Add your name and any contact details to your comment if you want.  Otherwise it will be anonymous.


+1 # Joan Robertson 2017-03-06 13:45
There isn't the option for Tom to sit this out and endure.
I think HR manager will support Trudie. It's a myth they support employees.
No point in raising with Trudie again. Won't change anything!
I don't think he should grow some either!
# Simon McCall 2017-03-06 16:35
Understand what you say above .... but what is Tom meant to do then?
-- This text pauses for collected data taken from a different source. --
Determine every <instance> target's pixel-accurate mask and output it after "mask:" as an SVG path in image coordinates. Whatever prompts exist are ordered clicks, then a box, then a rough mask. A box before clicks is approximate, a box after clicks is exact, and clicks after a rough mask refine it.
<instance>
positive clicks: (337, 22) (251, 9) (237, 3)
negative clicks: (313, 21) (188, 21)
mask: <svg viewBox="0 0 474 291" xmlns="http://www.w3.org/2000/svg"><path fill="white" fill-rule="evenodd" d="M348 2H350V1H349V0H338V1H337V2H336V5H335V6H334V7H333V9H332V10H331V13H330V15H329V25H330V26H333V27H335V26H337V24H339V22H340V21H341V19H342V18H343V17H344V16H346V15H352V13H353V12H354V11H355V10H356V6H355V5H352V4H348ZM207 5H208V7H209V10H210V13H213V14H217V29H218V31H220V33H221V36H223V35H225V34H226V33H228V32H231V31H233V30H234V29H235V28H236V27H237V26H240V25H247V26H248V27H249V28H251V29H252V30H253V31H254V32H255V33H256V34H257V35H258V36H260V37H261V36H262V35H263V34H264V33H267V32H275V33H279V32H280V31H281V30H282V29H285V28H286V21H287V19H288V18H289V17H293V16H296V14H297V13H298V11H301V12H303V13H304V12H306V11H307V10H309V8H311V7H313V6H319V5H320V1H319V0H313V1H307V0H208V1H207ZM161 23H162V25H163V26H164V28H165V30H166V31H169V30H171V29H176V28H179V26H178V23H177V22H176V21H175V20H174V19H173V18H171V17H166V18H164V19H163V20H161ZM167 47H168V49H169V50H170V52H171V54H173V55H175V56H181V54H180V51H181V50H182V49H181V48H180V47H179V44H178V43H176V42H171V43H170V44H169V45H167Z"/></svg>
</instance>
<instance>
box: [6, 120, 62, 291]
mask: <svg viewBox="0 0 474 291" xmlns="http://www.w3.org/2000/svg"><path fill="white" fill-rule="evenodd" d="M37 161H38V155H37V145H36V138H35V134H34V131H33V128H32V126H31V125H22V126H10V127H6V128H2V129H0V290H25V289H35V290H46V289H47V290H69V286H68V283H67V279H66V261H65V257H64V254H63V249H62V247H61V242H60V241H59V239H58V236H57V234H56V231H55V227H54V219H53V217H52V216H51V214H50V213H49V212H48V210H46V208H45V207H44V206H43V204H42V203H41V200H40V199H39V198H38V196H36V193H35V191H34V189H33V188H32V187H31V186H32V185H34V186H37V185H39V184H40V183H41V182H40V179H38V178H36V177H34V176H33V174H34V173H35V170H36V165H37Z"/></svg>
It wasn't one of the options, but maybe he should start by talking to a friend.
Be helpful to know what others think.
+1 # Lise Seager 2017-03-06 16:48
When I was in a similar situation to Tom I looked for another job and got out before it made me really ill and I stopped functioning completely - there was no point in trying to talk to anyone to make it better - it wasn't going to get better.
+2 # Elizabeth Rimmer 2017-03-07 14:38
Bullying is a real issue, and causes mental and emotional distress. It can help to talk to someone objective outside the firm. You can call the LawCare Helpline 0800 279 6888 for free, independent and confidential support, or visit
# Lise Seager 2017-03-08 16:40
I didn't know about LawCare - the website is well worth a visit - good to know it's there. Tom might want to call them?
# Lise Seager 2017-03-08 17:13
I'd be curious to know how the conversation might go and the sort of things they would ask.
# Mac Mackay 2017-05-27 12:31
As an employer (not a lawyer) I understand that Bullying (as defined in the Equality Act 2010) may be characterised as:
"Offensive, intimidating, malicious or insulting behaviour, an abuse or misuse of power through means that undermine, humiliate, denigrate or injure the recipient.
ACAS advise individuals to consider:
● Has there been a change of management or organisational style to which
you just need time to adjust – perhaps because you have a new manager
or work requirements?
● Is there an organisational statement of standards of behaviour that you can
● Can you talk over your worries with your personnel manager, your line
manager/supervisor, union representative or colleagues, who you may find
share your concerns?
● Can you agree changes to workload or ways of working that will make it
easier for you to cope?
FSS managers need some training: Tom could seek legal redress for the bullying!